RumbleDB / rumble

⛈️ RumbleDB 1.22.0 "Pyrenean oak" 🌳 for Apache Spark | Run queries on your large-scale, messy JSON-like data (JSON, text, CSV, Parquet, ROOT, AVRO, SVM...) | No install required (just a jar to download) | Declarative Machine Learning and more
http://rumbledb.org/
Other
213 stars 82 forks source link

Stage failure #18

Closed ghislainfourny closed 5 years ago

ghislainfourny commented 6 years ago

This query (from the JSONiq tutorial) fails. It is worth investigating, but may be complex to solve (it may come down to the nested for, which we can discuss)

let $stores := [ { "store number" : 1, "state" : "MA" }, { "store number" : 2, "state" : "MA" }, { "store number" : 3, "state" : "CA" }, { "store number" : 4, "state" : "CA" } ] let $sales := [ { "product" : "broiler", "store number" : 1, "quantity" : 20 }, { "product" : "toaster", "store number" : 2, "quantity" : 100 }, { "product" : "toaster", "store number" : 2, "quantity" : 50 }, { "product" : "toaster", "store number" : 3, "quantity" : 50 }, { "product" : "blender", "store number" : 3, "quantity" : 100 }, { "product" : "blender", "store number" : 3, "quantity" : 150 }, { "product" : "socks", "store number" : 1, "quantity" : 500 }, { "product" : "socks", "store number" : 2, "quantity" : 10 }, { "product" : "shirt", "store number" : 3, "quantity" : 10 } ] let $join := for $store in $stores[], $sale in $sales[] where $store."store number" eq $sale."store number" return { "nb" : $store."store number", "state" : $store.state, "sold" : $sale.product } return [$join]

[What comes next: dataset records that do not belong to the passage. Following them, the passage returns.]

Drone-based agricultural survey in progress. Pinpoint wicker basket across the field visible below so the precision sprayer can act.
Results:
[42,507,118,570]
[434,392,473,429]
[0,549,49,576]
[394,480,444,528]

wscsprint3r commented 6 years ago

When running the NestsVars.iq test file on a real cluster, this happens. Nests might be broken completely.

screenshot from 2018-02-05 18-03-46

wscsprint3r commented 6 years ago

org.apache.spark.SparkException: Job aborted due to stage failure: Failed to serialize task 3, not attempting to retry it. Exception during serialization: java.io.NotSerializableException: sparksoniq.jsoniq.item.IntegerItem Serialization stack:

CanBerker commented 5 years ago

Query now succeeds and returns: [ { "nb" : 1, "state" : "MA", "sold" : "broiler" }, { "nb" : 1, "state" : "MA", "sold" : "socks" }, { "nb" : 2, "state" : "MA", "sold" : "toaster" }, { "nb" : 2, "state" : "MA", "sold" : "toaster" }, { "nb" : 2, "state" : "MA", "sold" : "socks" }, { "nb" : 3, "state" : "CA", "sold" : "toaster" }, { "nb" : 3, "state" : "CA", "sold" : "blender" }, { "nb" : 3, "state" : "CA", "sold" : "blender" }, { "nb" : 3, "state" : "CA", "sold" : "shirt" } ]

ghislainfourny commented 5 years ago

Marvellous! So good to see so many issues solved. You did a great job with the local FLWORs.